Vanilla Mosaic Gelatina Recipe

Breyers® Vanilla Mosaic Gelatina Recipe

Vanilla Mosaic Gelatina Recipe Recipe

Mosaic gelatina is a gelatin dessert that is popular in Mexico and Brazil. It’s a refreshing and creamy dessert perfect for gatherings!

Prep time

30 min

Chill time

8 h

Makes

10 servings

Ingredients

  • 2 (6 oz. pkgs) strawberry gelatin
  • 2 3/4 cups boiling water
  • 2 (6 oz. pkgs) grape gelatin
  • 2 3/4 cups boiling water
  • 4 envelopes (1 oz.) unflavored gelatin
  • 1 cup hot water
  • 1 container (1.5 qt.) Breyers® Natural Vanilla Ice Cream

Directions

  • For Strawberry Gelatin, mix strawberry gelatin and boiling water until completely dissolved. Pour into a glass baking dish and refrigerate for 3 hours or until firm.

  • For Grape Gelatin, mix grape gelatin and boiling water until completely dissolved. Pour into a glass baking dish and refrigerate for 3 hours or until firm.

  • Cut strawberry and grape gelatin into squares and set to the side until ready to use.

  • For Vanilla Gelatin, allow Breyers® Natural Vanilla Ice Cream to come to room temperature.

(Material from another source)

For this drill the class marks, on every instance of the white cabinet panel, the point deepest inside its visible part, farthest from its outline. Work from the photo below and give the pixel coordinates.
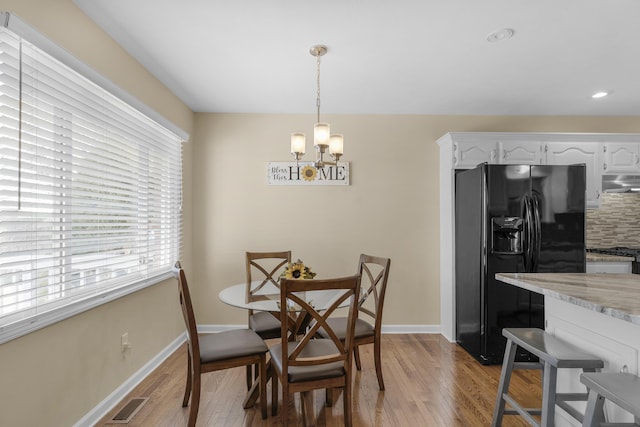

Dissolve unflavored gelatin in boiling water in a saucepan over a medium heat. Mix until completely dissolved. Pour melted Ice Cream into dissolved gelatin and mix to combine. Remove from heat.

  • Pour 2 cups Vanilla gelatin mixture in a lightly greased mold and place in refrigerator to firm for 30 minutes.

  • Place strawberry and grape gelatin cubes in mold. Pour remaining vanilla gelatin mixture over gelatin cubes and refrigerate for 5 hours or overnight.

  • To unmold, dip the bottom of gelatin mold into a tub of hot water for 15 seconds. Make sure not to allow any water to reach the top. Dry the mold with a paper towel, then invert onto a plate. Carefully remove the mold by lifting it up. Place back in the refrigerator for an hour to firm up again.